My apologies for that, in Spanish we have the same word for both conscience and consciousness. (which explains my confusion) and honestly I thought that you where just correcting my spelling last time (but the mistake was mine)
I didn't realize that. That's a good answer.
I'm an American living in an expat community in Mexico, where speaking Spanish is not essential, since virtually everybody in the service industries is bilingual. It's also hard to learn it through immersion for that reason. We just get a sprinkle of it.
Nevertheless, out of respect as well as completing a bucket list wish of becoming bilingual myself, I've been trying to learn Spanish. I just checked the traductor, and you are correct. That's a problem. These ideas need separate words, which Spanish does very well. In English, we just have wall. In Spanish, if I have it correctly, it's mura for the structure (we build a mura) and pared for its surface (hang a picture on the pared). Likewise with rincon and esquina, caliente and picante, and ser and estar.
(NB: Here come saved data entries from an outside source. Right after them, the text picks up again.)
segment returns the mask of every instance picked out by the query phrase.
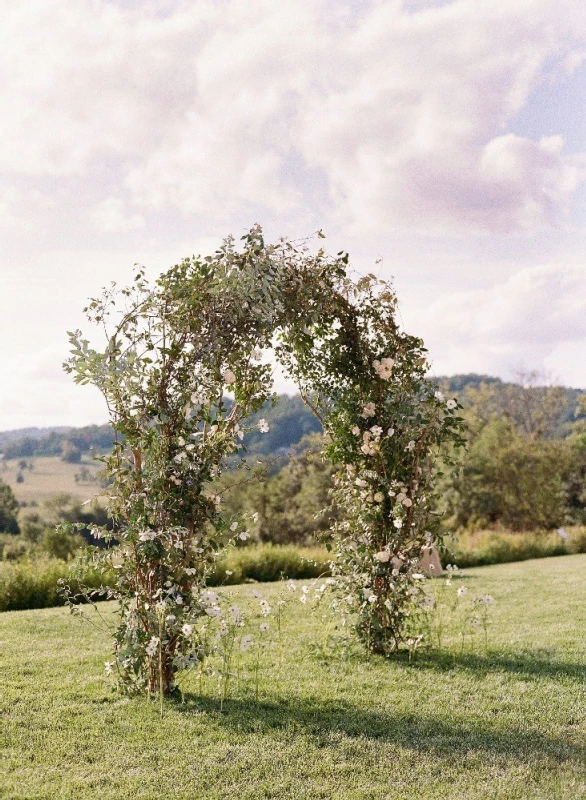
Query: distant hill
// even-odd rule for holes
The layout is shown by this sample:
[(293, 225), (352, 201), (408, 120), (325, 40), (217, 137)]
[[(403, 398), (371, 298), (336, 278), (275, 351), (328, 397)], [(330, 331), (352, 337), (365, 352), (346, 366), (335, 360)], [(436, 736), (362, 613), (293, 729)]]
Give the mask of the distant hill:
[[(495, 391), (514, 384), (506, 383), (490, 375), (469, 373), (439, 377), (435, 383), (446, 393), (467, 402), (470, 389), (478, 389), (488, 384)], [(563, 388), (561, 403), (555, 425), (557, 436), (567, 434), (568, 423), (575, 417), (578, 397), (584, 394), (580, 389)], [(321, 430), (321, 425), (311, 411), (304, 405), (299, 395), (280, 395), (278, 402), (270, 403), (262, 411), (253, 415), (247, 426), (254, 426), (264, 418), (269, 424), (268, 433), (251, 430), (244, 440), (249, 456), (279, 457), (286, 454), (307, 434)], [(110, 425), (88, 425), (83, 428), (22, 428), (16, 431), (0, 432), (0, 451), (5, 458), (27, 458), (30, 456), (58, 456), (63, 453), (65, 443), (77, 448), (81, 453), (107, 452), (112, 446), (113, 432)]]
[(9, 442), (17, 442), (20, 439), (42, 439), (50, 433), (65, 433), (70, 431), (70, 427), (56, 428), (18, 428), (13, 431), (0, 431), (0, 450)]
But it's the opposite with hacer, which is both the English to do and to make.
Ok I will paraphrase your whole point, please let me know if I am misrepresenting your view.
1 We evolved though natural selection, (whatever was beneficial for our survival was selected and more likely to become fixed and dominant in a population)
2 This includes some sort of “intuition” for example societies that don’t kill each other are probably less likely to survive that societies that help each other, so some sort of “intuition” or “instinct” that makes us feel bad after killing someone would have been beneficial, and therefore likely to be selected………..(this intuition later evolved in what we call consciousness)
3 timed passes and eventually complex brains evolved by the same mechanism of natural selection, this includes the ability to reason that was also beneficial for our survival.
4 then with the combination of our ability to reason and the intuition mentioned in point 2 (that later became our conscience) we started to determine the morally right and the morally wrong based on the things that are best for our survival, flurishment, happiness., and other stuff
5 then a few thousand years of trial and error, cultural influences and learning, molded the previous concept of morality and evolved in to what we understand today as morality.
If this a fare representation of your view if not please spot my mistakes and correct me.
That's pretty good. Thanks. Does it seem correct to you? And does that answer all of your questions on my position on the evolution of morality in man? The beasts exhibit what we might call moral behavior, but in my opinion, it shouldn't be called moral or immoral if it isn't powered by a conscience that thinks in terms of right and wrong, which the beasts cannot do since they don't have language and can't think in sentences. They don't make choices because they find them to be moral or immoral, which is goal-oriented thinking, but because of instinct, which is not. Only man can do that, and only once he is old enough to use language. Infants and small children can't be moral or immoral, either.